Film archivist David (Rupert Evans) leads a seemingly happy life with his wife Alice (Hannah Hoekstra) and his little son Billy (Calum Heath), but cracks start to show. It’s not just that David becomes convinced his wife is cheating on him, nor that Alice disappears – soon to be found dead – just on the night when he finds out she truly is cheating on him and the police then sees him as the logical and obvious suspect. Following a very old crime scene film about his own home he encountered at work, David has become convinced something is very wrong with the family home, and the curious noises and dreams David already had before he saw the film turn into visions and appearances, leading him to the conviction that his house and his family are haunted. Or is David just delusional, and really did kill his wife?

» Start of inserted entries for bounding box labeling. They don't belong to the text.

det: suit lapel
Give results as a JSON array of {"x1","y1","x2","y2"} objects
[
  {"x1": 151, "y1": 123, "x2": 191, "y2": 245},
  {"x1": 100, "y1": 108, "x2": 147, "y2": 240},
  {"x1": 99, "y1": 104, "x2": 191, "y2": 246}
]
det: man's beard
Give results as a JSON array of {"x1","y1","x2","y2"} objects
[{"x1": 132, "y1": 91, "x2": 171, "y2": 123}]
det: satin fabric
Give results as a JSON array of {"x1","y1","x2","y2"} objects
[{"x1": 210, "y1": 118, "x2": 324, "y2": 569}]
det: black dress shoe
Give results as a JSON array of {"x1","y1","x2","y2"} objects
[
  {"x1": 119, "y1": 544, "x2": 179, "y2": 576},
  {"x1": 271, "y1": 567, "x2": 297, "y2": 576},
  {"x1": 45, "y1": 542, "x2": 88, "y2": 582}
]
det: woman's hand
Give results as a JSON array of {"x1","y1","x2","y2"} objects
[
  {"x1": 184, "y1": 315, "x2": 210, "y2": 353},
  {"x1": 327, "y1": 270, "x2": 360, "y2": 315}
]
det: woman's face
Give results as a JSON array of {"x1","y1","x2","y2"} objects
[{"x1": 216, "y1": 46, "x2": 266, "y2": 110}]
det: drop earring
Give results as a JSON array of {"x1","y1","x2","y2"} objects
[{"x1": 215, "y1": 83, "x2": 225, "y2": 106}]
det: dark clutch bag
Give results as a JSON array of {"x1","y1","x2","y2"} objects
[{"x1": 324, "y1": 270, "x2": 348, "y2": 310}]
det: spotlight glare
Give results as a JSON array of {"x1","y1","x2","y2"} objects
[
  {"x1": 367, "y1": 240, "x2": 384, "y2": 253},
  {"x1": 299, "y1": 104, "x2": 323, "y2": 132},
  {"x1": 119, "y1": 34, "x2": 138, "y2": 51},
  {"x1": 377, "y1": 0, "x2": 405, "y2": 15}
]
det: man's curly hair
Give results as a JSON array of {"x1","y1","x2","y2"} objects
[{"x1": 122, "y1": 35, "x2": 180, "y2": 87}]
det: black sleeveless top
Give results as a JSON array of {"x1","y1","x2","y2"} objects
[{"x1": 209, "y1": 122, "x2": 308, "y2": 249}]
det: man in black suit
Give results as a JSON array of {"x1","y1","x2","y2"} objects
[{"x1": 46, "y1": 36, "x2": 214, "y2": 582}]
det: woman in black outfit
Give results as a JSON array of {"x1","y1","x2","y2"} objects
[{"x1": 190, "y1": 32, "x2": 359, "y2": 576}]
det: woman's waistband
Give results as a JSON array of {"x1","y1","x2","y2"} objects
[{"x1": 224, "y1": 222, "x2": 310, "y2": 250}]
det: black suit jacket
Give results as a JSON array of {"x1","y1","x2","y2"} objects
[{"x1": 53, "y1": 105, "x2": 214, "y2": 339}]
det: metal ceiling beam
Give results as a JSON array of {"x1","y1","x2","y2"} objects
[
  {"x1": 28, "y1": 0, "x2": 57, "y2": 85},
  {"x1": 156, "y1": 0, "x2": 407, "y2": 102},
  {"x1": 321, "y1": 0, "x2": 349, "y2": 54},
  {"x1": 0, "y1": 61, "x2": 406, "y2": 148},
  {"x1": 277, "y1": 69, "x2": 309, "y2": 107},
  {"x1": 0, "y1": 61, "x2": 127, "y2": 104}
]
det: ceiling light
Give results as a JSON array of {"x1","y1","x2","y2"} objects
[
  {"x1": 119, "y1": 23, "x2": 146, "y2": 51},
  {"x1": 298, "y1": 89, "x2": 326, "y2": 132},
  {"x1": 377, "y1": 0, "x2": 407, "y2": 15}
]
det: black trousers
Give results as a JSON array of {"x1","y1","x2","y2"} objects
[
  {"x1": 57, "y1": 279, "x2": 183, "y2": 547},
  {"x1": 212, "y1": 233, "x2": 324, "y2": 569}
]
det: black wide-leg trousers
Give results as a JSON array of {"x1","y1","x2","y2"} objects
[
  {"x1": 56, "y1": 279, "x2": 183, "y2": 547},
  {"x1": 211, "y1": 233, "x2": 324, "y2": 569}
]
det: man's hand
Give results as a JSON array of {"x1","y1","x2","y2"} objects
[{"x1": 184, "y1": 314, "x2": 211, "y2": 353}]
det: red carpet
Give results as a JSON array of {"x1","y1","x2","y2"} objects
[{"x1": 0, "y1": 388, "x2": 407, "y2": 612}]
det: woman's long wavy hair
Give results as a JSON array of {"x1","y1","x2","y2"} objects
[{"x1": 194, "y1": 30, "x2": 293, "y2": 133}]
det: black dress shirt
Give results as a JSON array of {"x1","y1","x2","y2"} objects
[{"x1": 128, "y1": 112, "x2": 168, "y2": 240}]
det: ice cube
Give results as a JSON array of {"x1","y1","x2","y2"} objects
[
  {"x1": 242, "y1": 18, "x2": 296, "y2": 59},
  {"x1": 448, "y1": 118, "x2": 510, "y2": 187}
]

Ivan Kavanagh’s The Canal is quite an accomplished and effective psychological ghost story of the type that keeps the truth of its supernatural occurrences ambiguous for a long time, observing its protagonist getting pulled deep into a rabbit hole that might be actual ghosts yet increasingly looks like a more normal kind of madness. Kavanagh – also responsible for the script – never walks into the trap of making this a film that is all about a twist or an explanation, not aiming for these simple effects.

Instead, the way The Canal uses these elements, it’s not truly important if what we see is David’s final psychological unravelling – either through the vagaries of life or ghosts – or just a haunting, because this is a film that actually manages to have it both ways: the supernatural here works just as well as a metaphor for David’s mental state as it does as the real thing.

Kavanagh achieves this through sometimes archetypically nightmarish set-pieces paired with impressively horrible images throughout, a highly capable cast, often brilliant sound design, and a script that is intelligent enough to keep things open for as long as it works, even managing a twist-y ending that seems fair and in tone with the rest of the movie we just saw. The Canal is also particularly good at drawing its minor characters, so while it does concentrate on David and his plight, the people around him and the way they react to him feels plausible and real, greatly helping ground the film in emotions that feel raw, messy, and believable.